Hi all
Have been thinking about how seroxat w/d leaves the body in a state of trauma and found this,
The Human Brain Overrides the Instinct to Discharge Trauma
Animals in the wild routinely experience life or death situations that stimulate the sympathetic nervous system, dump adrenaline into the bloodstream, and provide the energy or "charge" for a fight, flight or freeze response. When a zebra is chased by a lion, adrenaline surges and the zebra runs for its life (a flight response). When the zebra knows it has reached safety, it instinctively "discharges" the remaining adrenaline energy by trembling, shaking, twitching, and jumping around. Because the animal completely discharges the excess adrenaline energy after the chase is over, it doesn’t hold the memory or the energy of the trauma in its system.
Humans have this same discharge instinct available in our hindbrains, but our frontal lobes overwhelm the hindbrain. Following a traumatic event, we do tremble and shake, but as soon as our frontal lobes engage and become dominant, the discharge process is interrupted, and any remaining excess adrenaline energy is locked into the body.

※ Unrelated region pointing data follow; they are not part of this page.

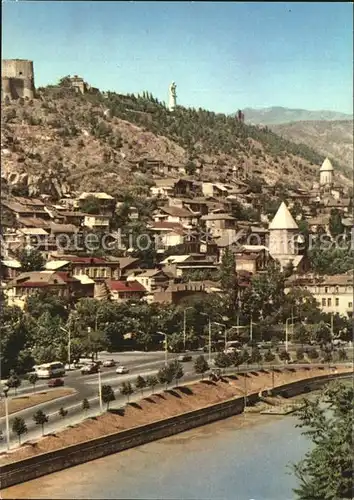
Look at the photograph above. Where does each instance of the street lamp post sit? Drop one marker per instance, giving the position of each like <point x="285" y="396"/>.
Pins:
<point x="225" y="328"/>
<point x="287" y="330"/>
<point x="69" y="345"/>
<point x="245" y="391"/>
<point x="207" y="315"/>
<point x="100" y="390"/>
<point x="6" y="390"/>
<point x="184" y="327"/>
<point x="166" y="347"/>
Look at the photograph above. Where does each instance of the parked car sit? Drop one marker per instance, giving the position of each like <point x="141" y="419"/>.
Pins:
<point x="122" y="369"/>
<point x="109" y="363"/>
<point x="88" y="369"/>
<point x="184" y="358"/>
<point x="55" y="382"/>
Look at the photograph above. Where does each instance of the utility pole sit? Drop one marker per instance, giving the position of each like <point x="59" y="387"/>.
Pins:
<point x="68" y="332"/>
<point x="332" y="329"/>
<point x="6" y="390"/>
<point x="209" y="342"/>
<point x="245" y="391"/>
<point x="100" y="390"/>
<point x="185" y="327"/>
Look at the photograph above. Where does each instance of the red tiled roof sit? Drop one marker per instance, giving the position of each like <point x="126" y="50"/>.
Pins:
<point x="65" y="276"/>
<point x="37" y="284"/>
<point x="125" y="286"/>
<point x="84" y="260"/>
<point x="166" y="225"/>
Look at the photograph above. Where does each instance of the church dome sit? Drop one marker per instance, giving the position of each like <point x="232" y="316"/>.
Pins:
<point x="283" y="219"/>
<point x="326" y="166"/>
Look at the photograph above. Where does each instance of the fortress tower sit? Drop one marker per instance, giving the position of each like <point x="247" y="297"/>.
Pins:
<point x="17" y="79"/>
<point x="326" y="173"/>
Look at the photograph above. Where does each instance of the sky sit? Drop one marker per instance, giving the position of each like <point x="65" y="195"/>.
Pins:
<point x="222" y="56"/>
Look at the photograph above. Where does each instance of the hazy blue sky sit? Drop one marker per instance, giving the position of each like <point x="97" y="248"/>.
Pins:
<point x="223" y="56"/>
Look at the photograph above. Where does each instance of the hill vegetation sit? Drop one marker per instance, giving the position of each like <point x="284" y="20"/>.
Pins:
<point x="66" y="141"/>
<point x="331" y="138"/>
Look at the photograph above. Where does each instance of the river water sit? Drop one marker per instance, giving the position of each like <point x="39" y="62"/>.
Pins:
<point x="244" y="457"/>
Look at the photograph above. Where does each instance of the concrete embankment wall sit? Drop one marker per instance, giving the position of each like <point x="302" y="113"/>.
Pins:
<point x="54" y="461"/>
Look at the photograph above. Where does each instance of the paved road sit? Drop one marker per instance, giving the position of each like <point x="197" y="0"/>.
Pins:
<point x="73" y="403"/>
<point x="87" y="387"/>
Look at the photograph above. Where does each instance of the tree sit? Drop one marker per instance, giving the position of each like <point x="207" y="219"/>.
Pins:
<point x="19" y="427"/>
<point x="31" y="260"/>
<point x="313" y="353"/>
<point x="229" y="283"/>
<point x="165" y="375"/>
<point x="236" y="358"/>
<point x="336" y="227"/>
<point x="14" y="381"/>
<point x="342" y="354"/>
<point x="152" y="382"/>
<point x="245" y="356"/>
<point x="301" y="334"/>
<point x="15" y="338"/>
<point x="40" y="418"/>
<point x="91" y="205"/>
<point x="256" y="356"/>
<point x="326" y="472"/>
<point x="284" y="356"/>
<point x="42" y="301"/>
<point x="85" y="405"/>
<point x="177" y="369"/>
<point x="222" y="360"/>
<point x="327" y="356"/>
<point x="107" y="394"/>
<point x="62" y="412"/>
<point x="33" y="379"/>
<point x="300" y="354"/>
<point x="65" y="81"/>
<point x="140" y="383"/>
<point x="269" y="356"/>
<point x="201" y="365"/>
<point x="126" y="389"/>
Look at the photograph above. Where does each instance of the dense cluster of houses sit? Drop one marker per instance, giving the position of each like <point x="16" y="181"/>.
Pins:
<point x="192" y="227"/>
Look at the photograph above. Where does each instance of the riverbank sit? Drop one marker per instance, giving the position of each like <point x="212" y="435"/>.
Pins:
<point x="170" y="403"/>
<point x="136" y="468"/>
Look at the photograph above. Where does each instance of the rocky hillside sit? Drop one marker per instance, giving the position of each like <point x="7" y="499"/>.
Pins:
<point x="277" y="115"/>
<point x="64" y="142"/>
<point x="331" y="138"/>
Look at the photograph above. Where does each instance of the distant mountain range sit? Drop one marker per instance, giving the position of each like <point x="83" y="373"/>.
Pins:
<point x="278" y="115"/>
<point x="333" y="138"/>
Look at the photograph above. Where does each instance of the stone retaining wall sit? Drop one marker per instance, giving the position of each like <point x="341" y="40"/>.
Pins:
<point x="46" y="463"/>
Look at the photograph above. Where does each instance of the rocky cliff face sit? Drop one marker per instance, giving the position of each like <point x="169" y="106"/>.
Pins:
<point x="58" y="144"/>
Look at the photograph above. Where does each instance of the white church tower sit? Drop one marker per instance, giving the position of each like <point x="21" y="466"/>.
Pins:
<point x="172" y="97"/>
<point x="282" y="236"/>
<point x="326" y="173"/>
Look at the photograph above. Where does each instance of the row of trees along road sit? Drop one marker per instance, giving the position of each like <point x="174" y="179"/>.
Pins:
<point x="34" y="335"/>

For example, following a severe car accident, it would be good to shake and tremble until you were done, and you wouldn’t be done until all excess adrenaline energy had been discharged from your system and you felt calm. But you will have to override this shaking and trembling instinct and activate your thinking brain to take down driver’s license and insurance information and answer questions for police reports and emergency responders.Some of the trauma energy may naturally discharge, but the energy remaining in the system when the frontal brain becomes dominant will be stuck there.
When the discharge of trauma energy is interrupted and incomplete, the excess adrenaline is still surging around the body trying to do what it is designed to do: provide energy for a fight, flight, or freeze response. When the frontal brain overrides the hindbrain and demands that the body stop trembling and shaking, the body has to do something to contain the adrenaline energy. So it “freezes” it into body tissues with chemical bonds to hold it still. This frozen energy remains in the tissues and the nervous system until it can be discharged, sometimes for the rest of a person’s life. This held energy can create a multitude of symptoms and compensating behaviors.
Engaging Our Instinct to Discharge Trauma
Somatic Trauma Resolution is a method of engaging the frontal brain in supporting the hindbrain to complete its discharge cycles. Using the conscious awareness to support the hindbrain activates the animal instinct of discharging held adrenaline energy. Once the discharge cycle is activated, the chemical bonds holding the stored trauma energy in the tissues begin to break. The breaking of chemical bonds gives off heat. As the adrenaline energy frozen in the body begins to melt and discharge, the client can actually feel a wide variety of itching, tingling, prickly, bubbly, fizzy, or burning sensations, and may heat up so much as to sweat. These are all indicators that discharge is happening.